Bladder cancer is any of several types of cancer arising from the tissues of the urinary bladder. It is a disease in which cells grow abnormally and have the potential to spread to other parts of the body. The most common symptoms include blood in the urine and pain with urination.
[Risk factors for bladder cancer include smoking, prior radiation therapy, frequent bladder infections, and exposure to certain chemicals (paints, aniline dyes). The most common type is transitional (urothelial) cell carcinoma. Other much less common types include squamous cell carcinoma and adenocarcinoma.]

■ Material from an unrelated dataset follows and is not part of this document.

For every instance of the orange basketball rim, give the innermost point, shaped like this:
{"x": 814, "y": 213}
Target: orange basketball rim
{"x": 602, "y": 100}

Diagnosis is typically by cystoscopy with tissue biopsies. Staging (how far the tumor has spread) of the cancer is typically determined by medical imaging such as abdominal/pelvic CT scan or MRI.
Treatment depends on the stage of the cancer. The basic staging of the disease is either invasive or non-invasive. If the latter, limited endoscopic surgical removal (transurethral resection) may be all that is required. If the tumor is high grade or multifocal (multiple areas) within the bladder then some form of intravesical therapy (medication instilled directly into the bladder) may reduce the frequency and severity of any recurrence as bladder tumors have a high propensity to return. If the tumor is invasive (i.e. into the bladder wall) treatment may include some combination of surgery, radiation therapy, chemotherapy, Surgical options may include additional transurethral resection, partial or complete removal of the bladder, with/without urinary diversion. Typical five-year survival rates in the United States are 77% for all grades/types of bladder cancer but less than 50% for those patients whose disease has penetrated (muscle invasive) into the bladder wall.
World-wide Bladder cancer, as of 2015, affects about 3.4 million people with 430,000 new cases a year. Age of onset is most often between 65 and 85 years of age. Males are more often affects than females. In 2015, bladder cancer resulted in 188,000 deaths.
In the past decade, considerable progress in patient survival has been made with the use of chemotherapy prior to bladder removal for those with invasive disease. Progress has also been made with the various forms of urinary diversion.